Par ailleurs, comme je l’ai brièvement évoqué, il est également urgent de s’interroger sur la supervision des plateformes de crypto-actifs, en particulier celles proposant un large éventail de services et agissant d’une manière transfrontalière.
A l'heure où la relance d’une Union de l’épargne et de l’investissement redevient à juste titre un objectif majeur pour l’Europe, beaucoup, et nous en faisons partie, plaident pour une supervision européenne directe de ces grands acteurs du marché des crypto-actifs. Cela devra être l’un des objectifs de « MiCA 2 ».

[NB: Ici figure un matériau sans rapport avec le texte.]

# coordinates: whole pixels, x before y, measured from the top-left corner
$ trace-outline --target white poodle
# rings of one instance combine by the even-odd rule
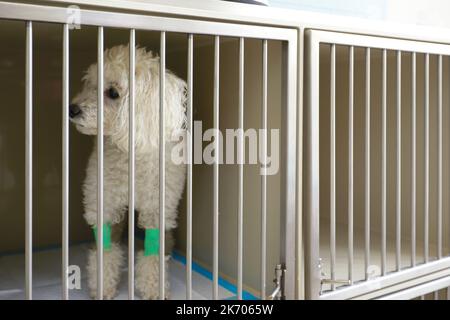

Par ailleurs, dans ce secteur, le risque cyber devra être particulièrement marqué. Il est indispensable de prévoir des audits externes réguliers des systèmes d’information des entreprises crypto par des prestataires certifiés pour s'assurer de leur conformité avec les normes de cyber sécurité et leur capacité à faire face à des attaques de grande ampleur. Cet audit est déjà requis en France dans le cadre de l’enregistrement renforcé. C’est pour nous un point majeur de sécurité et de protection des clients, et nous espérons que les institutions européennes prendront leur responsabilité dans ce domaine où il serait incompréhensible et contre-productif de baisser la garde.
In fine, de quoi parle-t-on ? On parle de potentiels vols de crypto, d'usurpations d'identités, de gens qui peuvent se faire siphonner leur compte bancaire parce que les données auxquelles sont attachées les porte-monnaies seraient mal protégées, etc. Des choses qui explosent déjà.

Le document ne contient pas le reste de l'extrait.